Le destin, encore une fois, en décida autrement. Un des graphorns qui agitait sa queue d’un air énervé me donna un coup dans le ventre. Je perdis conscience et la suite, je la connais uniquement grâce au récit de Peter. Propulsé dans les airs, j’atterris au sol deux mètres plus loin. Par chance, suffisamment près du guide et de mon ami qui purent alors me tirer derrière les rochers et me transporter en quatrième vitesse vers un portoloin à n’utiliser qu’en cas d’urgence. Mon voyage se termina à l’hôpital de la ville la plus proche.
Après l’épisode des montagnes françaises, je me suis rendu compte que les voyages n’étaient probablement pas ce qui me convenait le mieux pour le moment c’est pourquoi j’ai décidé de passer quelques temps dans ma famille. Mes proches m’accueillirent dans la communauté, comme ils l’avaient toujours fait mais je voyais bien qu’ils avaient peur de moi ou plutôt pour ma santé mentale…et je dois dire que moi aussi. Je ne me reconnaissais plus, je ne savais plus ce que je voulais faire de ma vie. J’avais demandé à ma mère de garder ma baguette magique, pour plus de sûreté, même si je doutais d’avoir suffisamment de courage pour faire à nouveau quelque chose d’insensé.
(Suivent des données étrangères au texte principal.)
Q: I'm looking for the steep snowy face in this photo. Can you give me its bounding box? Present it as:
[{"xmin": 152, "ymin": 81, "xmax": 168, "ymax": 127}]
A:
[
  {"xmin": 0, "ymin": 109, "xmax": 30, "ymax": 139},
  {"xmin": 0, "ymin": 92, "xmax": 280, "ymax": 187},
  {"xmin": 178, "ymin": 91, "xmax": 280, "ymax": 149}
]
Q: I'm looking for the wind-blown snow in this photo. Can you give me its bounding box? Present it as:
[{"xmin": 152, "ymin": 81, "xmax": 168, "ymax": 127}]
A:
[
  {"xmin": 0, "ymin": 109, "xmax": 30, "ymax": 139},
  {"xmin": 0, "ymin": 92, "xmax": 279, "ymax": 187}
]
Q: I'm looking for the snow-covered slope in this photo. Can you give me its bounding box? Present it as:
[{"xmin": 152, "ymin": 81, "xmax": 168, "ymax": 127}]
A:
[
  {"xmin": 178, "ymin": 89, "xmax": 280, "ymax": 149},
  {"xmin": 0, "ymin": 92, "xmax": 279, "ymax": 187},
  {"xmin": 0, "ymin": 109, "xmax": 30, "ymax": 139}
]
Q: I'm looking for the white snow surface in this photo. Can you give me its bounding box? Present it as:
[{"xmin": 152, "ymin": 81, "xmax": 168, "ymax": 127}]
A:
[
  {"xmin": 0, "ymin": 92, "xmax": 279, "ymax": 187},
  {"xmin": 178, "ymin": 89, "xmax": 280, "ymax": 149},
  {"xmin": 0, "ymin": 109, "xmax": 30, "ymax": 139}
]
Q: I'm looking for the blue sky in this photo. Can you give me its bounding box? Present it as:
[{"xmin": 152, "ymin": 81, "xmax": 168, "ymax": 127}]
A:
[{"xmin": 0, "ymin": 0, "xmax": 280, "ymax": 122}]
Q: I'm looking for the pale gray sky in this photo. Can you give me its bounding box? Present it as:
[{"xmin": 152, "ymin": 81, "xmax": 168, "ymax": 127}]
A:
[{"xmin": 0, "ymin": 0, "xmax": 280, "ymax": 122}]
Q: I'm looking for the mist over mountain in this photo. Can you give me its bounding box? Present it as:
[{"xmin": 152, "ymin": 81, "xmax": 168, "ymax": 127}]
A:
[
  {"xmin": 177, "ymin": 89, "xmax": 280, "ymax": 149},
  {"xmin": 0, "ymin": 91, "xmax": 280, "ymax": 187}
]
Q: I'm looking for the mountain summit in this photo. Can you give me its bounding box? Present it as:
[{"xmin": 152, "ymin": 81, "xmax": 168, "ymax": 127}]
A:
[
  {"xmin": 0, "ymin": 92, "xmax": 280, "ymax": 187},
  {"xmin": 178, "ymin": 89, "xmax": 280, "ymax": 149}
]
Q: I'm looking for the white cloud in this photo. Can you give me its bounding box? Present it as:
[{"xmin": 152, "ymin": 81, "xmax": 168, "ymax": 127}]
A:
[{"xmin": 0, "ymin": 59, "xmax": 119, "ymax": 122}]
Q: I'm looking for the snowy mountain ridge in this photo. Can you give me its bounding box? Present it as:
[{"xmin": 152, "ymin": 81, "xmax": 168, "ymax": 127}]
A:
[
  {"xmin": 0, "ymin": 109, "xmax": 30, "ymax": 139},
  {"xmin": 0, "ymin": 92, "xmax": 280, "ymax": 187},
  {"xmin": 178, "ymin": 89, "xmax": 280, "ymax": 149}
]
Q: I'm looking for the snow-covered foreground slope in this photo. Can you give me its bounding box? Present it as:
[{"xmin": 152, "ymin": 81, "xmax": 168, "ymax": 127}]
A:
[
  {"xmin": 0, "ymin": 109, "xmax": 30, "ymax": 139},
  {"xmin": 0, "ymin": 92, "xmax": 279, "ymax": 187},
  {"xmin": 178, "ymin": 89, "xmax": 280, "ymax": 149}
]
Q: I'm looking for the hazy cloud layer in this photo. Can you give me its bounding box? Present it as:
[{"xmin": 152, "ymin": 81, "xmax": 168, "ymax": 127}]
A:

"Quand on ne peut revenir en arrière, on ne doit que se préoccuper de la meilleure manière d’aller de l’avant"
Un jour, je vis une annonce dans la gazette du sorcier qui disait que Poudlard avait besoin d’un garde-chasse « avec expérience auprès des créatures magiques ». Pas pour longtemps, seulement quelques mois. Je me suis présenté au château, dans l’idée d’obtenir un peu d’argent en prévision d’éventuels projets pour la suite, et voilà qu’aujourd’hui je suis encore dans cette école à cultiver des courges et m’assurer que les sortilèges de protection soient encore actifs.
Même si les directeurs changent, si les élèves auxquels on s’attache finissent par partir, même s’il se passe parfois des choses inquiétantes, même si je ressens encore de la tristesse pour ce qui est arrivé à ma famille dix-huit ans plus tard, Poudlard est devenue ma bouée de sauvetage. Je ne me vois absolument pas quitter mon poste de garde-chasse, c’est ce qui me permet d’être heureux quand l’automne revient, synonyme d’une nouvelle année dans cette école.